Developing a portable LAMP assay for detecting grass and black carp

Science Center Objects

Aquatic invasive species are a significant problem throughout the world. They cause millions of dollars in damages to industry, devastate natural ecosystems, and ruin outdoor recreational areas. Preventing their spread is imperative to preserving our natural resources. One potential pathway invasive fishes can spread is by harvesting and transporting baitfish. Often shipments of baitfish are transported great distances from where they were collected, and thus pose a risk of transporting invasive species into new areas. Because baitfish are typically small minnow species (of the family Cyprinidae) and are transported by the thousands, there is a risk for just a few similarly sized invasive fishes to be included, and it is virtually impossible to visually detect and completely remove unwanted species from the hauling tanks.

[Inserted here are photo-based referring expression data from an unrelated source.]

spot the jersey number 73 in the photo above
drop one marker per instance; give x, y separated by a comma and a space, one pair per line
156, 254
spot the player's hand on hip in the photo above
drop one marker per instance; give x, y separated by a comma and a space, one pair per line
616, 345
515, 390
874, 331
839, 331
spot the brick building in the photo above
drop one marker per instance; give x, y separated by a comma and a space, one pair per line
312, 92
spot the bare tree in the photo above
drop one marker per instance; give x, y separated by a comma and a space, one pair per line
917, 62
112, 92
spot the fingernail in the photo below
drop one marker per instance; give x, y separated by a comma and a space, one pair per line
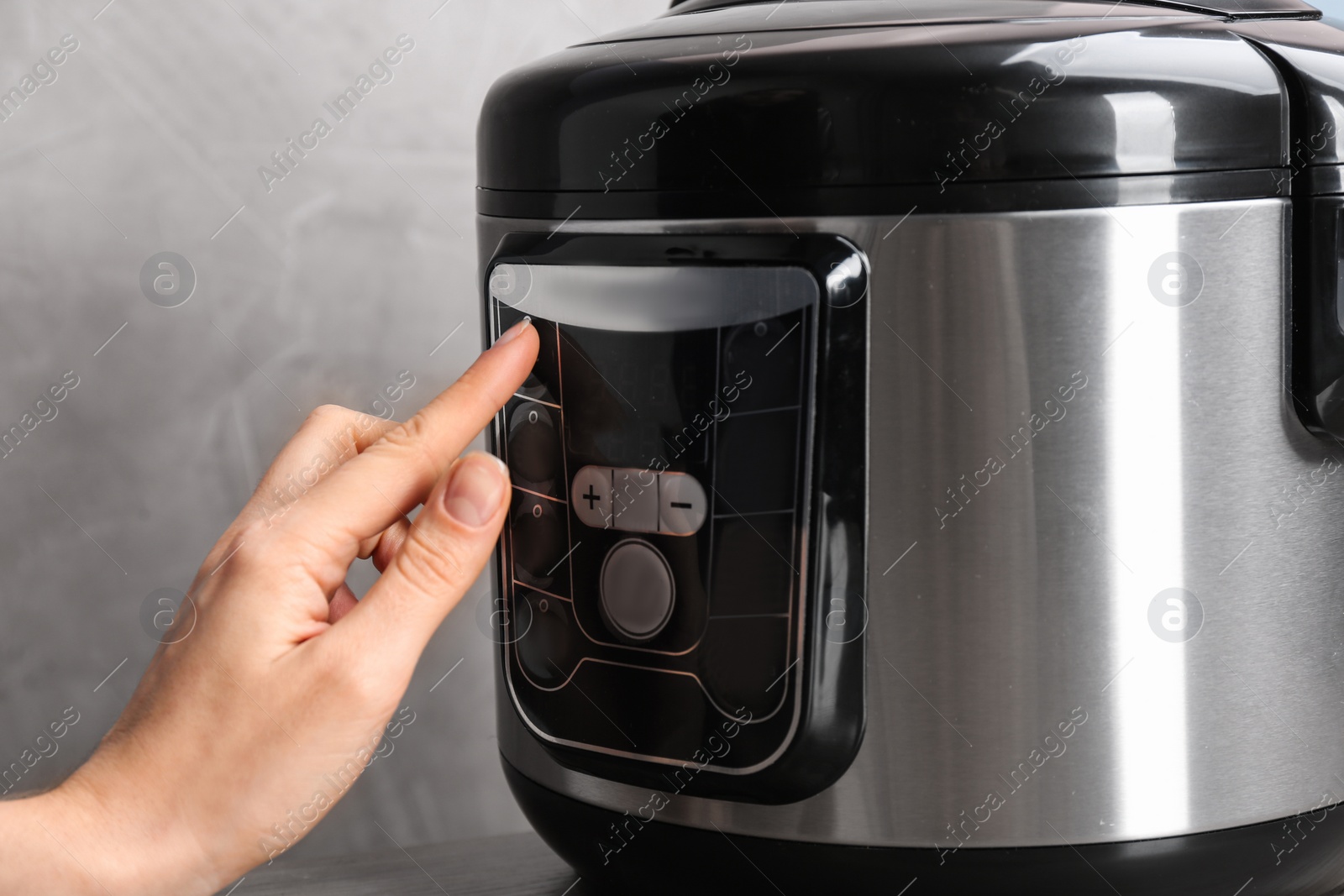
476, 490
515, 331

Asian carp are a group of aquatic invasive species are of particular concern. Bigheaded carps (Hypophthalmichthys nobilis and H. molitrix) have had a significant and well documented impact on the Mississippi River Basin (Kolar and others, 2007). Grass carp (Ctenopharyngodon idella) and black carp (Myelopharyngodon piceus) are two other Asian carp species that are of growing concern since they have been shown to be reproducing naturally (Chapman and others, 2013; Whitledge and others, 2015). We have developed and validated a portable kit that uses LAMP to detect bigheaded carps in bait tanks (Merkes and others, unpublished data). This kit is currently in use by law enforcement in three states to help stop the spread of bigheaded carps, and the development of another assay to detect grass and black carp would expand their capacity to help stop the spread of these invasive species as well.

In this study, we will develop a new assay to detect black and grass carp, and we will model this effort based on the work done to validate the bigheaded carps portable detection kit.


  1. Develop a LAMP assay to detect grass carp and black carp.
  2. Determine the minimum density of grass carp that need to be present for the LAMP assay to get positive detection.
  3. Determine the minimum amount of time that grass carp must be held in transport tanks for the LAMP assay to get positive detection.
  4. Determine the minimum number of replicates needed to run to gain confidence of positive detection.
USGS Scientist Chris Merkes using portable detection ki

USGS Scientist Chris Merkes using portable detection kit (Credit: Mike Caucutt. Public domain.)



Bates D, Maechler M, Bolker B, Walker S. (2015) Fitting Linear Mixed-Effects Models Using lme4. Journal of Statistical Software. 67:1, 1-48. doi: 10.18637/jss.v067.i01.

Chapman DC, Davis JJ, Jenkins JA, Kocovsky PM, Miner JG, Farver J, Jackson PR. (2013) First evidence of grass carp recruitment in the Great Lakes Basin. Journal of Great Lakes Research. 39(4): 547-554.

Kolar CS, Chapman DC, Courtenay WR Jr., Housel CM, Williams JD, Jennings DP. (2007) Bigheaded carps: a biological synopsis and environmental risk assessment. American Fisheries Society, Special Publication 33, Bethesda, Maryland.

Merkes CM, Jackson CA, Cronan LD, Erickson RA, Schoenfeld TW, Amberg JJ. (in review) Rapid molecular detection of aquatic invasive species in the field.

R Core Team. (2015) R: A language and environment for statistical computing. R Foundation for Statistical Computing, Vienna, Austria. URL

Whitledge GW, Chapman DC, Jenkins JA, Bailey J, Nicks D. (2015) Evidence of black carp establishment in the Mississippi River. Presented at American Fisheries Society 145th annual meeting in Portland, Oregon on 17-August, 2015.